New diverging diamond interchange coming to Regina Bypass project
Interchange should make Highway 1/Pilot Butte intersection safer
The Regina Bypass project will be using a new traffic flow measure to help merging vehicles.
The bypass will use a diverging diamond interchange to take traffic from one side of the road to the other. The system allows drivers to make left-hand turns unimpeded, essentially by having drivers merge left instead of cutting across oncoming traffic.
"It actually is very intuitive," said Ministry of Highways spokesperson Doug Wakabayashi.
The Regina Bypass introduced the first roundabouts to Saskatchewan highways earlier this summer when a section of the bypass near Balgonie opened with the circular intersections on Highway 46.
Diverging diamond interchanges are similar to diamond interchanges, such as the one at the intersection of Ring Road and Arcola Avenue in Regina or Circle Drive and Clarence Avenue in Saskatoon.
The new interchange will hopefully reduce accidents at the intersection of Highway 1 and the Pilot Butte access road — an area that has had a high number of fatal collisions in the past.
"Intersections are the single most dangerous point on a highway," Wakabayashi said.
He said the standard diamond interchange has about 26 conflict points — areas in an intersection with the potential for a collision. Diverging diamond interchanges reduce the number of conflict points to 14, Wakabayashi said.

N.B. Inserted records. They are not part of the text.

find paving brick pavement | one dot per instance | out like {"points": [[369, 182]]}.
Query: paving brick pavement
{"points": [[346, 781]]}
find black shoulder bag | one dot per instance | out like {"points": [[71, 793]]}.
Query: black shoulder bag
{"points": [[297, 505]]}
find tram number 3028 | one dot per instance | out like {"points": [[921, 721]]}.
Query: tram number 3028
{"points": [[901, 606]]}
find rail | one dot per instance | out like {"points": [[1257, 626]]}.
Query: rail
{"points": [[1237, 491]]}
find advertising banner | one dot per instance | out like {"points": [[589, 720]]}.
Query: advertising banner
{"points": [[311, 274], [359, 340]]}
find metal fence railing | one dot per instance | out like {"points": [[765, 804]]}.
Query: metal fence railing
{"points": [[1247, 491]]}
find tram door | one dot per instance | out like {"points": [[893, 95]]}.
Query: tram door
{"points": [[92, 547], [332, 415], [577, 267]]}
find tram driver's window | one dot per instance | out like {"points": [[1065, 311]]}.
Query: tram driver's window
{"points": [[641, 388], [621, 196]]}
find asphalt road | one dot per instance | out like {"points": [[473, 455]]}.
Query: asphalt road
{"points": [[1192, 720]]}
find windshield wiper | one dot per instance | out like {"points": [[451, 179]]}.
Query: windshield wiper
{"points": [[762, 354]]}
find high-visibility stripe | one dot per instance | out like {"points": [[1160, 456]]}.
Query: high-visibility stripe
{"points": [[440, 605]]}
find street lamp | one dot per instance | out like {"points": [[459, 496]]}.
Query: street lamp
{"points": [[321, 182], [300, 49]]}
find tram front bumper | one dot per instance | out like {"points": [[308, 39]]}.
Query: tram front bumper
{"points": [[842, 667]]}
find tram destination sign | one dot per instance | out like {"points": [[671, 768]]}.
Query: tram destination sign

There are about 100 of the interchanges in the United States, including states like Wyoming and Colorado which experience similar weather conditions to Saskatchewan.
Typically, traffic engineers like to see several years worth of data before any conclusions are made but early data indicates the interchanges have had a positive effect, Wakabayashi said.
"In the early years of the operation of these interchanges, some states are reporting very dramatic decreases in collisions."
The first Canadian diverging diamond interchange was opened in Calgary this week.
Bypass progress
The Pilot Butte interchange is expected to open by the end of the next construction season in 2018.
Two overpass sections of the bypass have partially opened so far, near White City and Balgonie.
The Balgonie overpass will be fully functional by Labour Day when the remaining ramps are expected to be finished and the remaining White City ramps will be finished by the third week of September, a spokesperson for the ministry of highways said.
The newly-paved Highway 1 east will become a four-lane highway once again by the end of September as well.